Check the model details:

> Here are the deep parameters and configurations for the loaded model
● local-devops-agent/get_model_show_details(Get model show ...) (ctrl+o to
expand)

  Here are the deep parameters and configurations for the loaded model (     
  gemma4:e2b ):

  ### 🧩 Model Details for gemma4:e2b 

  • Architecture: gemma4 
  • Parameters: 5.1B 
  • Context Length: 131,072 (Configured to 1024 for run)
  • Embedding Length: 1,536 
  • Quantization: Q4_K_M 
  • Capabilities: Completion, Vision, Audio, Tools, Thinking
  • Parameters Config:
      • temperature : 1 
      • top_k : 64 
      • top_p : 0.95 
  • License: Apache License 2.0

Once everything is online — you can send queries to the Model:

> query_gemma4_with_stats what is gemma?

● local-devops-agent/query_gemma4_with_stats(Query Gemma 4 ...) (ctrl+o to
expand)

  ### 📊 Inference Performance Stats

  • Time to First Token (TTFT): 10.912s 
  • Total Generation Time: 28.396s 
  • Throughput: 14.93 tokens/s 
  • Total Tokens (approx.): 261 
  ──────
  ### 💬 Model Response

  "Gemma" primarily refers to a family of lightweight, open-weights large    
  language models (LLMs) developed by Google DeepMind.

  Here is a breakdown of what that means:

  1. Large Language Models (LLMs): Like other LLMs, Gemma models are trained
  on massive amounts of text data, allowing them to understand, generate, and
  process human language.
  2. Open Weights: A key feature of the Gemma models is that they are
  released with open weights. This means researchers, developers, and the
  public have access to the model parameters, allowing them to inspect,
  modify, fine-tune, and build upon the models for specific applications.
  3. Lightweight and Efficient: The models are designed to be efficient,
  meaning they offer strong performance while being relatively lightweight
  compared to some of the largest models. This makes them accessible for
  deployment on a wider range of hardware.
  4. Family: The Gemma family includes various sizes (e.g., different
  parameter counts) to suit different computational needs, ranging from
  smaller, highly efficient models to more capable ones.

Benchmark the Local Model

The local model was benchmarked:

● Create(/Users/xbill/.gemini/an...benchmark_comparison.md) (ctrl+o to expand)
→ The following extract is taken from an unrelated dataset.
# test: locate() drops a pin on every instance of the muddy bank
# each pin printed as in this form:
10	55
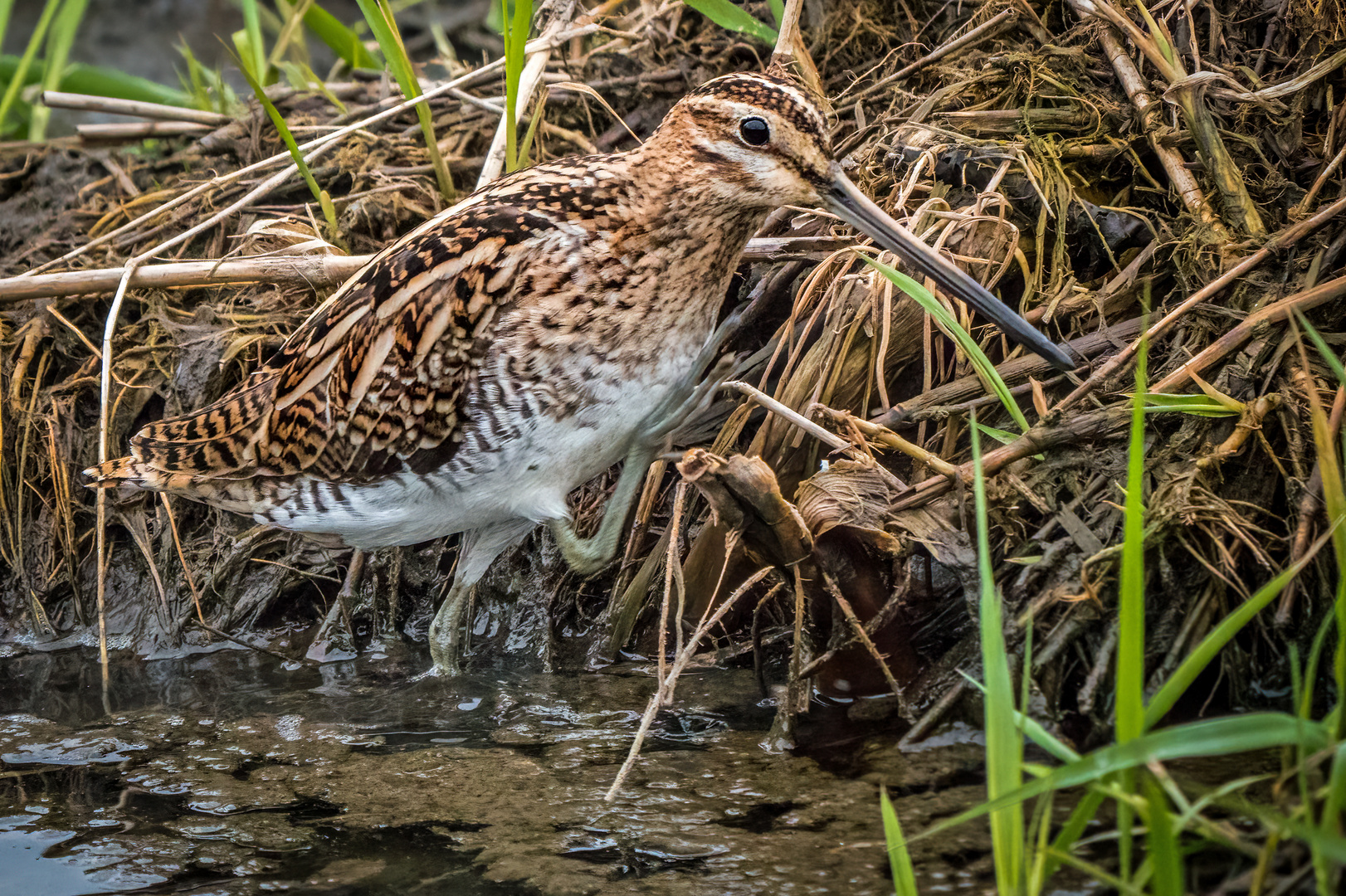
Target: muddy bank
227	772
  I have compiled a comparison report between the two benchmark results:

  • 4B Agent File: benchmark_results.csv
  • 2B Agent File: benchmark_results.csv

  The full analysis is saved in the artifact: benchmark_comparison.md.

  ### Summary Comparison

   Metric | Concurrency | 4B Model (m… | 2B Model (ma… | Speedup / Di…
  --------------|-------------|--------------|---------------|---------------
   Avg Latency | 1 | 1.57s | 0.59s | 2.66x faster
   (s) | | | | (2B)
                | 2 | 2.68s | 0.79s | 3.39x faster
                | | | | (2B)
   P95 Latency | 1 | 1.57s | 0.61s | 2.57x faster
   (s) | | | | (2B)
                | 2 | 3.02s | 1.01s | 2.99x faster
                | | | | (2B)
   Req/sec | 1 | 0.64 | 1.70 | +166% (2B)
                | 2 | 0.67 | 1.98 | +195% (2B)
   Tokens/sec | 1 | 20.44 | 27.25 | +33.3% (2B)
                | 2 | 21.57 | 31.70 | +47.0% (2B)

  ### Key Takeaways

  1. Performance: The 2B model is significantly faster across the board,
  processing requests with roughly 3x lower latency and achieving 47% more   
  tokens per second at concurrency 2.
  2. Scalability: While the 4B model shows a sharp latency increase from
  concurrency 1 to 2, the 2B model handles concurrency scaling up to 16 with
  very little performance degradation (latency remaining under ~0.83s).

This is visualized:

Summary

The strategy for using MCP for local Gemma 4 deployment with Antigravity CLI was validated with a incremental step by step approach.

A minimal stdio transport MCP Server was started from Python source code and validated with Antigravity CLI running as a MCP client in the same local environment. This Python server provided all of the management tools to deploy and troubleshoot local Model deployments.